The doctor rose from the table and laid his hand on her shoulder. He let it rest there gently and smiled at her, making her blush. "I'm very proud of you, Penny. That woman's crazy as a coot, but you might have saved her life. She'll be all right now as long as you keep feeding her and changing the napkins. Remember, those are disposable napkins. Don't try to wash them out and reuse them like the kind you get from Sears Roebuck." He stopped short. "Don't look so peaked, dear. You did a wonderful job. The baby would have most likely died, too, if you hadn't found them."
She could not believe she had saved anyone. "I can't stay here."
"Don't worry, Penny.
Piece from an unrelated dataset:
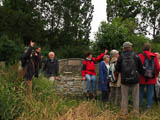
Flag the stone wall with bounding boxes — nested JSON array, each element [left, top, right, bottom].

I'll talk to your mother." He spoke with authority, leaving no room for argument. "I'm sure your mother's very proud of you. Mrs. Egan needs to stay in bed for at least two weeks. Do you understand how important that is? Doctor's orders." He smiled in a way that invited her to smile with him. "You'd make a good nurse," he said. "Now, I'm not one to interfere in family decisions, but I think it was a shame your mother took you out of school. If it were up to me, you'd go to high school and then on to nursing school. You have nurse written all over you."
Penny blinked, her throat too tight to speak. High school, nursing school? The house was so quiet, she could almost forget about the woman and baby he had ordered her to take care of.
"Tomorrow or the day after," Dr. Lovell said, "I'll come back and check on her. I need to fill out the birth certificate and have her sign it. She wasn't much good for that today, was she? That woman," he added, his voice going flat, "hasn't done much in the way of making friends here, so if anyone's going to look after her, it has to be you, Penny." He shook his head sadly, then gave her shoulder a reassuring squeeze. "She'll pay you for your troubles, though. I'll see to that. You know that her grandfather had over ten thousand dollars in the bank?"
Before Penny could think what to say, he picked up his black doctor's bag and wished her a good night. Penny listened to his car engine start up, listened to him drive away. Leaving her alone with this stranger and her baby. Responsible for them. She turned on the tap in the kitchen sink. Holding a washcloth under the stream of cold water, she stripped down and scrubbed every inch of her body, scrubbed her legs, grimy from the long bicycle trek. She washed away the sweat under her arms. Wincing at the chilly water, she washed her hard flat chest and told herself she was nothing like the Maagdenbergh woman with her swollen breasts and torn body. She hardly had any hair on her crotch, didn't even bleed down there yet. What happened to the Maagdenbergh woman didn't have anything to do with her—she was completely removed from that whole chain of female suffering. She vowed she would never have a baby, never put herself through that.
Off the kitchen, she found the spare room, which must have been Roy Hanson's when he was the hired man—it still smelled of cigarettes and men's hair pomade. When she turned down the quilt, the sheets looked clean. Opening her suitcase, she looked for her nightgown before remembering she had given it to the Maagdenbergh woman. You're stuck, she told herself, putting on clean underwear to sleep in. Stuck with her. She could just imagine her mother cackling like a crow.
Crawling into the strange bed, she tried to sleep, but the events of the day kept parading through her mind. Nurse written all over you. Rolling over, she pictured herself in a clean white uniform, working in some immaculate city hospital, far away from geese that ate placentas and women who gave birth all alone.